Python difflib Module - A Complete Guide

In this guide, you'll explore the difflib module in Python, which helps compare and highlight differences between sequences. We’ll cover its key functions, classes, use cases, and examples to help you use it efficiently.

The difflib module in Python provides classes and functions for comparing sequences, such as strings or lists, and generating differences (diffs) between them. This module is useful for tasks like comparing text files, computing deltas, and producing human-readable differences.

Table of Contents

  1. Introduction
  2. SequenceMatcher Class
    • Methods
      • __init__
      • set_seq1
      • set_seq2
      • set_seqs
      • find_longest_match
      • get_matching_blocks
      • get_opcodes
      • ratio
      • quick_ratio
      • real_quick_ratio
  3. Differ Class
    • Methods
      • compare
  4. HtmlDiff Class
    • Methods
      • make_file
      • make_table
  5. Utility Functions
    • context_diff
    • unified_diff
    • ndiff
    • restore
    • IS_CHARACTER_JUNK
    • IS_LINE_JUNK
  6. Examples
    • Using SequenceMatcher
    • Using Differ
    • Using HtmlDiff
    • Using Utility Functions
  7. Real-World Use Case
  8. Conclusion
  9. References

Introduction

The difflib module provides a variety of classes and functions to compare sequences, find differences, and produce human-readable diff outputs. This is particularly useful for comparing text files, generating patches, or implementing features like version control systems.

SequenceMatcher Class

The SequenceMatcher class compares pairs of sequences of any type and generates information about how they differ.

Methods

__init__

Initializes a SequenceMatcher object.

import difflib

s = difflib.SequenceMatcher(isjunk=None, a='', b='')
  • isjunk: A function that takes a sequence element and returns True if it is junk.
  • a: The first sequence to compare.
  • b: The second sequence to compare.

set_seq1

Sets the first sequence to be compared.

s.set_seq1('new_sequence')

set_seq2

Sets the second sequence to be compared.

s.set_seq2('new_sequence')

set_seqs

Sets both sequences to be compared.

s.set_seqs('sequence1', 'sequence2')

find_longest_match

Finds the longest contiguous matching subsequence.

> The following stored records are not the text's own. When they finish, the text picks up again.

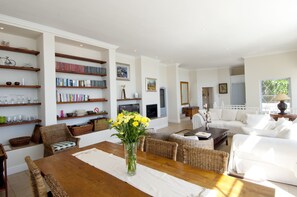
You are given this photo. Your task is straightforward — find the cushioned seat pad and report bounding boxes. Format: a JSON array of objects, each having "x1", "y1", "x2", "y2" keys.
[{"x1": 52, "y1": 141, "x2": 76, "y2": 151}]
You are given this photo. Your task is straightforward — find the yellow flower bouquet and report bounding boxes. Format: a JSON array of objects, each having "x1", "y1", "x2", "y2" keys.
[
  {"x1": 109, "y1": 111, "x2": 150, "y2": 176},
  {"x1": 109, "y1": 111, "x2": 150, "y2": 144}
]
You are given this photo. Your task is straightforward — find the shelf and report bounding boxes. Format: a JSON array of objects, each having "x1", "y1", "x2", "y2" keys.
[
  {"x1": 0, "y1": 85, "x2": 41, "y2": 88},
  {"x1": 57, "y1": 112, "x2": 108, "y2": 120},
  {"x1": 56, "y1": 100, "x2": 107, "y2": 106},
  {"x1": 56, "y1": 70, "x2": 107, "y2": 77},
  {"x1": 0, "y1": 119, "x2": 41, "y2": 127},
  {"x1": 0, "y1": 65, "x2": 40, "y2": 72},
  {"x1": 56, "y1": 86, "x2": 107, "y2": 89},
  {"x1": 0, "y1": 103, "x2": 41, "y2": 107},
  {"x1": 55, "y1": 53, "x2": 106, "y2": 64},
  {"x1": 0, "y1": 46, "x2": 39, "y2": 55},
  {"x1": 117, "y1": 98, "x2": 141, "y2": 101}
]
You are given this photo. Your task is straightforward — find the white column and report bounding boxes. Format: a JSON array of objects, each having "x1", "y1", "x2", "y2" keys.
[
  {"x1": 105, "y1": 49, "x2": 117, "y2": 119},
  {"x1": 37, "y1": 33, "x2": 57, "y2": 125},
  {"x1": 167, "y1": 64, "x2": 181, "y2": 123}
]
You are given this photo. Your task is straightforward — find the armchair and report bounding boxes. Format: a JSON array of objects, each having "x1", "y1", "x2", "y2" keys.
[{"x1": 40, "y1": 123, "x2": 80, "y2": 157}]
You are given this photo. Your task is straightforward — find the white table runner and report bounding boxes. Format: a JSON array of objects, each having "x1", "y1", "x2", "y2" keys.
[{"x1": 73, "y1": 148, "x2": 217, "y2": 197}]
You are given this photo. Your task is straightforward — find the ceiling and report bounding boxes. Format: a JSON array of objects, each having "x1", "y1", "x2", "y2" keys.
[{"x1": 0, "y1": 0, "x2": 297, "y2": 69}]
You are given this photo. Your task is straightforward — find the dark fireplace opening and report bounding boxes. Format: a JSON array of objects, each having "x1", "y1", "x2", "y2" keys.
[
  {"x1": 146, "y1": 104, "x2": 158, "y2": 118},
  {"x1": 119, "y1": 104, "x2": 140, "y2": 113}
]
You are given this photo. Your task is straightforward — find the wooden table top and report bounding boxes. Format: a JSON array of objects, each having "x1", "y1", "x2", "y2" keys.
[{"x1": 35, "y1": 142, "x2": 275, "y2": 197}]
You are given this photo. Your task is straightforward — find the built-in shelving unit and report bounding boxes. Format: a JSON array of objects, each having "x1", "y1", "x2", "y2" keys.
[
  {"x1": 57, "y1": 100, "x2": 107, "y2": 104},
  {"x1": 0, "y1": 85, "x2": 41, "y2": 88},
  {"x1": 0, "y1": 46, "x2": 39, "y2": 55},
  {"x1": 117, "y1": 98, "x2": 141, "y2": 101},
  {"x1": 0, "y1": 103, "x2": 41, "y2": 107},
  {"x1": 57, "y1": 112, "x2": 108, "y2": 120},
  {"x1": 0, "y1": 119, "x2": 41, "y2": 127},
  {"x1": 56, "y1": 53, "x2": 106, "y2": 64},
  {"x1": 57, "y1": 86, "x2": 107, "y2": 89},
  {"x1": 56, "y1": 70, "x2": 106, "y2": 77},
  {"x1": 0, "y1": 65, "x2": 40, "y2": 72}
]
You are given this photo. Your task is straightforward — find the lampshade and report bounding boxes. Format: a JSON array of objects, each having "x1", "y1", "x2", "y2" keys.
[{"x1": 274, "y1": 94, "x2": 290, "y2": 101}]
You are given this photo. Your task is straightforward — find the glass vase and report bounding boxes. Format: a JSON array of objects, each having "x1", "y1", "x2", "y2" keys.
[{"x1": 124, "y1": 142, "x2": 137, "y2": 176}]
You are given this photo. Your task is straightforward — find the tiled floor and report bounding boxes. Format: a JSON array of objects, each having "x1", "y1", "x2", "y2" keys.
[{"x1": 0, "y1": 118, "x2": 297, "y2": 197}]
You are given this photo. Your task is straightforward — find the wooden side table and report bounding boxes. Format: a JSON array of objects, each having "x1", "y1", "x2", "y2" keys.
[
  {"x1": 0, "y1": 144, "x2": 8, "y2": 197},
  {"x1": 182, "y1": 106, "x2": 199, "y2": 119},
  {"x1": 270, "y1": 114, "x2": 297, "y2": 121}
]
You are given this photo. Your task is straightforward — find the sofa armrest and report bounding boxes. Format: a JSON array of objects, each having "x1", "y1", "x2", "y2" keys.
[
  {"x1": 228, "y1": 134, "x2": 297, "y2": 177},
  {"x1": 192, "y1": 113, "x2": 205, "y2": 129}
]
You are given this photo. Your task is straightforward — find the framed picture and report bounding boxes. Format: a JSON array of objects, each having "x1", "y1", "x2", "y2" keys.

match = s.find_longest_match(0, len(s.a), 0, len(s.b))
print(match)  # Match object with attributes (i, j, size)

get_matching_blocks

Returns a list of triples describing matching subsequences.

matches = s.get_matching_blocks()
print(matches)

get_opcodes

Returns a list of 5-tuples describing how to turn the first sequence into the second.

opcodes = s.get_opcodes()
print(opcodes)

ratio

Returns a measure of the sequences' similarity as a float in the range [0, 1].

similarity = s.ratio()
print(similarity)

quick_ratio

Returns an upper bound on ratio() relatively quickly.

quick_ratio = s.quick_ratio()
print(quick_ratio)

real_quick_ratio

Returns an upper bound on ratio() very quickly.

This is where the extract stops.